Perhaps it's finally time to let these “capitalists” play by the rules of capitalism. True capitalism (besides actually making shit instead of just printing fake money) is practiced under the assumption of risk. I am not the least bit interested in helping some Wall Street banker make a payment on his third home in Davos or Vail and I have a feeling that is where a lot of this $700 billion is going. I say let them all fail and try to help out the losers on the bottom end of the economic spectrum for a change. This should use up about $100 billion and with the rest we can invest in some aspect of our economy that actually makes something, you know, like under real capitalism. Preferably we should be investing in industries that will make America stronger, smarter, and a better place to live for all of our citizens, you know, like under socialism.

I said back in 2002 that it was a shame that America lost so much money in the dot com bust. Investors mostly got swindled by start-up companies that had no idea what to do with the huge amounts of capital they were given. I was living in Seattle during all of this and I got a glimpse of where the money was going. Most of the money was simply pocketed by the clever few who ran the ponzi schemes masquerading as high tech firms. Could you imagine America's technological leap forward if most of this money actually had gone into research and development instead of the bank accounts of a few greedy assholes? At the very heart of the tech boom it was more about greed than innovation. What a wasted opportunity. When these same creeps realized that there wasn't enough money to be made in the stock market, they turned to these crazy banking schemes. I remember the first time I heard about variable rate mortgages and thinking that it was an insane idea.

This new financial meltdown makes the tech bust of 2001 look like pocket change. Once again it will mean that we are investing in the wrong area of our economy. It means we are favoring speculation over production. The artificial wealth created by Wall Street didn't make its way down to main street. Most Americans have seen their real incomes drop, or at least have noticed barely noticeable increases.
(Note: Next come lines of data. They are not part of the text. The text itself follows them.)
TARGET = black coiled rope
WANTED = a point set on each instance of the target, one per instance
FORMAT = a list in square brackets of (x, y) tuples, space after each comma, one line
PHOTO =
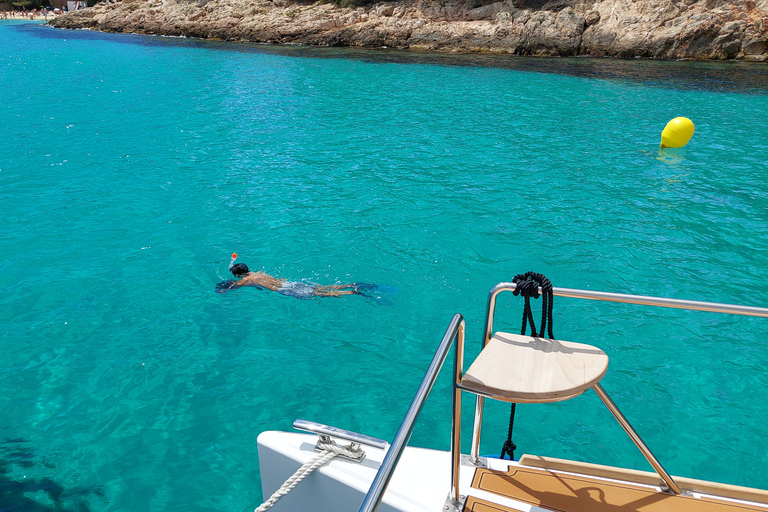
[(528, 285)]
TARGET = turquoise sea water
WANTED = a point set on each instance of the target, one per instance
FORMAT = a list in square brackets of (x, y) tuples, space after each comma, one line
[(132, 167)]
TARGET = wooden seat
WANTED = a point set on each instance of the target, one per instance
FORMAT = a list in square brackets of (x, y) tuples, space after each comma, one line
[(515, 368)]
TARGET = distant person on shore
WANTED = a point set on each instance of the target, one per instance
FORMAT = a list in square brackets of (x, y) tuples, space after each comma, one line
[(262, 280)]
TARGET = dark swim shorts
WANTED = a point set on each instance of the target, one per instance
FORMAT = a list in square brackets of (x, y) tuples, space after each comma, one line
[(297, 290)]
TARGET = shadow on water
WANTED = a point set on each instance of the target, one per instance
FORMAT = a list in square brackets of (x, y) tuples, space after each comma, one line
[(732, 77), (20, 493)]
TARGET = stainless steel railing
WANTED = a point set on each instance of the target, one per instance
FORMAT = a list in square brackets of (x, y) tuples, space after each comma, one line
[(623, 298), (456, 331), (381, 481)]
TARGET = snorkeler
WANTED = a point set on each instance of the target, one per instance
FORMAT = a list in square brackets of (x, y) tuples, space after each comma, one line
[(298, 290)]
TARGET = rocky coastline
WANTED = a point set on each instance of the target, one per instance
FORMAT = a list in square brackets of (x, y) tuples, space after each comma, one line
[(653, 29)]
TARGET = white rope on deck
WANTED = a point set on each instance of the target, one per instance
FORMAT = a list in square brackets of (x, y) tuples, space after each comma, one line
[(328, 450)]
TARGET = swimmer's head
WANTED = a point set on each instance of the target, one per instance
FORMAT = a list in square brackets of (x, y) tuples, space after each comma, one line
[(240, 269)]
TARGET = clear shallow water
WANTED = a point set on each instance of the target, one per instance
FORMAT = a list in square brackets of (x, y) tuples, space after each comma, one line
[(132, 167)]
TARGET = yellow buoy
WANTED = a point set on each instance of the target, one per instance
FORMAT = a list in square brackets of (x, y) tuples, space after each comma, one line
[(677, 133)]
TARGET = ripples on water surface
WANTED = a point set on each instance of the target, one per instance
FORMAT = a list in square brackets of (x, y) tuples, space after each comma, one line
[(131, 167)]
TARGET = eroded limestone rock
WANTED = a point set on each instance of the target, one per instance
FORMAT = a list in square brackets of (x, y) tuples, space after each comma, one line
[(659, 29)]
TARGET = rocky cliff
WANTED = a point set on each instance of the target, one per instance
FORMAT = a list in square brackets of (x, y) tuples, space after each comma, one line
[(656, 29)]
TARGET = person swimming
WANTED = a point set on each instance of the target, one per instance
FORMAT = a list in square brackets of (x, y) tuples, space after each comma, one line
[(264, 281)]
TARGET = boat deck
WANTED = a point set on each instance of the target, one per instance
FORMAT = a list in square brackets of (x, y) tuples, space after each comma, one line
[(568, 491)]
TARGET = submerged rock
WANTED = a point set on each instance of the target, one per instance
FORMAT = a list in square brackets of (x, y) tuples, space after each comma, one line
[(657, 29)]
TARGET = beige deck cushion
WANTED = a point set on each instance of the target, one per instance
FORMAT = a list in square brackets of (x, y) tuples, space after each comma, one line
[(516, 368), (581, 493)]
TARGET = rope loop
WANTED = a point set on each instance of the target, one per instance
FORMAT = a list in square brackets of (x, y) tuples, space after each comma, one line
[(528, 285), (328, 450)]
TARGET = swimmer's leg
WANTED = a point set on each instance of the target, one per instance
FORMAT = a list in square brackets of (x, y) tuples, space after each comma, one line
[(335, 290), (375, 293)]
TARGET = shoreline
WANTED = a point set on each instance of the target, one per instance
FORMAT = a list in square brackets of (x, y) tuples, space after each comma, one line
[(688, 30), (29, 17)]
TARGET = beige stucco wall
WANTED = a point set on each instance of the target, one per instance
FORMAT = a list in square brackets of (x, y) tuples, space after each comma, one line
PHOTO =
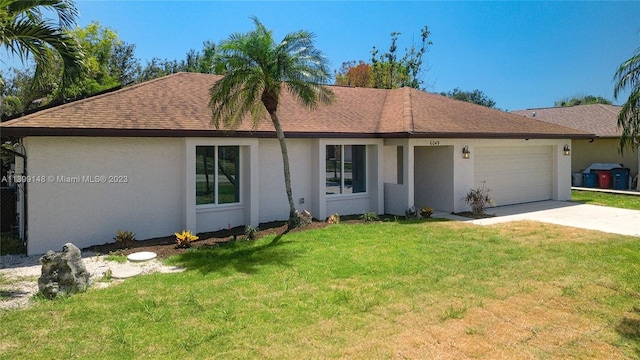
[(430, 164), (139, 187), (602, 150)]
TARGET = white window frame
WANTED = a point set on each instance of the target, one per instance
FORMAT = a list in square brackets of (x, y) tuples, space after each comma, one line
[(216, 204), (342, 171)]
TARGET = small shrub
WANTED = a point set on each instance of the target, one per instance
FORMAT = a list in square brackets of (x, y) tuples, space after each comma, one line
[(478, 199), (124, 238), (426, 212), (184, 239), (11, 244), (370, 216), (303, 218), (251, 232), (333, 219), (410, 213)]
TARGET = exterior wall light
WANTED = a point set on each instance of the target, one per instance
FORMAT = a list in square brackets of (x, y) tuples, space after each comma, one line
[(465, 152)]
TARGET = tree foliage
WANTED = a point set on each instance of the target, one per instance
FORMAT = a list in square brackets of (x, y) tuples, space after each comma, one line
[(358, 75), (388, 70), (195, 61), (475, 96), (26, 33), (108, 62), (256, 70), (582, 100), (627, 77)]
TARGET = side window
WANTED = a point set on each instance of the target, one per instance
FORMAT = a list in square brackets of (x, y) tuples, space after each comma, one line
[(217, 174), (346, 169)]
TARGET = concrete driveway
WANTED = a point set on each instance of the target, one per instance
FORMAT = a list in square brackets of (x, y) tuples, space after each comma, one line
[(592, 217)]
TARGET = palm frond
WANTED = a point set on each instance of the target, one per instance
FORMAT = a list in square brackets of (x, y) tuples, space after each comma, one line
[(628, 74), (629, 122)]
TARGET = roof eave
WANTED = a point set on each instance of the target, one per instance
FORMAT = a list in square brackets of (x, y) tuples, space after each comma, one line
[(96, 132)]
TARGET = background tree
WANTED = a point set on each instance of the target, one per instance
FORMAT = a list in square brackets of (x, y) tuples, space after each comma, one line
[(108, 62), (583, 100), (391, 72), (627, 77), (475, 96), (256, 70), (25, 32), (195, 61), (352, 74), (387, 70)]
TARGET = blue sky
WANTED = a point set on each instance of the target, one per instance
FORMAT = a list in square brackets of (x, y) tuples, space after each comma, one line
[(521, 54)]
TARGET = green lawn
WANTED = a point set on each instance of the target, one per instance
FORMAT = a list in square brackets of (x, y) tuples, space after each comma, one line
[(606, 199), (361, 291)]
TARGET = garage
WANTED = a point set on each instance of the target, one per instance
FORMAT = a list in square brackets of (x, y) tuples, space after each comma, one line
[(515, 174)]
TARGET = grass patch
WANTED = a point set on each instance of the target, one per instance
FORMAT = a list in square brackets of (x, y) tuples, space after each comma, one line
[(418, 289), (606, 199)]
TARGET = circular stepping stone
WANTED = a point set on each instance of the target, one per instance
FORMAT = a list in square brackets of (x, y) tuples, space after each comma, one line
[(123, 272), (141, 256)]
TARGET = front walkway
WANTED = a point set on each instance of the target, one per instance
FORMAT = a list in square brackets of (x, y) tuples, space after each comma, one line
[(566, 213)]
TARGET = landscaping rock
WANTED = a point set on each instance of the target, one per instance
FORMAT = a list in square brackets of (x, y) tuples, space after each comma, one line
[(62, 273)]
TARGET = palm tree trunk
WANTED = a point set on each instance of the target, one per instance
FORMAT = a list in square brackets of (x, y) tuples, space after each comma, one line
[(287, 174)]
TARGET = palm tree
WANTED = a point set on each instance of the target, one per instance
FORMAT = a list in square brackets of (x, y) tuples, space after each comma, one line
[(256, 69), (628, 77), (25, 32)]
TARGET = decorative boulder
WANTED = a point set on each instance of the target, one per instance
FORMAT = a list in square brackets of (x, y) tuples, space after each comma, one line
[(63, 273)]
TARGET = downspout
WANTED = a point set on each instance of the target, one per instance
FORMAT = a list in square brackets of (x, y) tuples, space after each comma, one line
[(22, 186)]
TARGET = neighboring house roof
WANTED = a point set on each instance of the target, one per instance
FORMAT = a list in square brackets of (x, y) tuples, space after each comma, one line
[(177, 105), (598, 119)]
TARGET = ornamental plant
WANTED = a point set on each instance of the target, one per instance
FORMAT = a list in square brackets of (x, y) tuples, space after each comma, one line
[(184, 239), (124, 238), (426, 212), (251, 232), (478, 199), (334, 219)]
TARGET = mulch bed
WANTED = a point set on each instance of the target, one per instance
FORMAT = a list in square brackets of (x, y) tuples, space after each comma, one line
[(166, 246)]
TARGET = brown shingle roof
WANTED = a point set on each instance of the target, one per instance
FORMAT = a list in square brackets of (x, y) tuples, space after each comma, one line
[(177, 105), (599, 119)]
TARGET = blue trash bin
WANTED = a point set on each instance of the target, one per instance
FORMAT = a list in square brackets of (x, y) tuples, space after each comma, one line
[(590, 179), (620, 178)]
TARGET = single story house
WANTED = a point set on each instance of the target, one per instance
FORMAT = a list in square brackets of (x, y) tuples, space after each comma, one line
[(145, 158), (598, 119)]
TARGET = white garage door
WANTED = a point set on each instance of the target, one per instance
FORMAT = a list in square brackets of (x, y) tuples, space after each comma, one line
[(514, 174)]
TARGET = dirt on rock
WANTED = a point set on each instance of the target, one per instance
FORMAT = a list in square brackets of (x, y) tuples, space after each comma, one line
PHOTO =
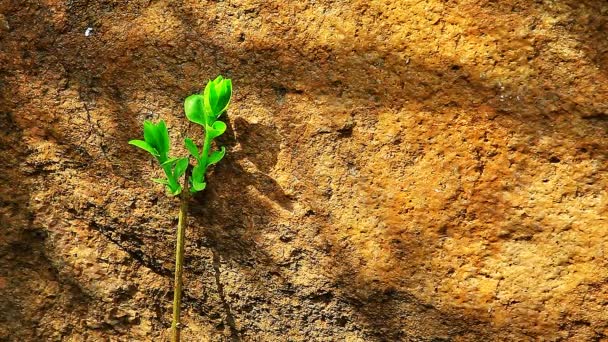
[(396, 170)]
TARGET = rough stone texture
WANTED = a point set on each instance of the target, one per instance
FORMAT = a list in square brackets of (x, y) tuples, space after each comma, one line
[(397, 170)]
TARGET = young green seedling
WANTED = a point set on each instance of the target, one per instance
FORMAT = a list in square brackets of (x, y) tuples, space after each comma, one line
[(203, 109)]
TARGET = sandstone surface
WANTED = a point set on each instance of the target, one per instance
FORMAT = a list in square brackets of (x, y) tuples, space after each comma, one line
[(396, 171)]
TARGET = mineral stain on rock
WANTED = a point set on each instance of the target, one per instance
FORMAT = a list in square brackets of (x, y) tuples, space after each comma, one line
[(396, 170)]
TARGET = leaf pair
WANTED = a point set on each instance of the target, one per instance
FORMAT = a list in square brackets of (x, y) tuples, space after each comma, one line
[(204, 109), (156, 142)]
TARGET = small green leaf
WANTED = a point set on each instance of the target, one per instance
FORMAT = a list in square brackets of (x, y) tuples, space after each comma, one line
[(169, 161), (160, 181), (193, 106), (198, 172), (198, 186), (180, 167), (216, 130), (144, 146), (163, 138), (192, 148), (217, 96), (150, 134), (216, 156), (175, 190), (173, 185)]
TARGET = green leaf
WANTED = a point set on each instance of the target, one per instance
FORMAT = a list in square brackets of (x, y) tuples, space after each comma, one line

Meanwhile, you just need to look around to see where all of this wealth is being accumulated. Just look at the excesses of America's richest 1%. They make the pre-revolution French aristocracy look like tenant farmers. The crazy thing is that middle and lower income Americans who vote Republican actually defend this wanton redistribution of wealth from poor to rich. What part of the pie don't you get? The pie is only so big and if 1% have more than 33% of total net worth and 80% of Americans have only something like 16% of net worth, then something isn't working and needs to be adjusted. The way to adjust that isn't to hand over a $700 billion check to Wall Street with no strings attached.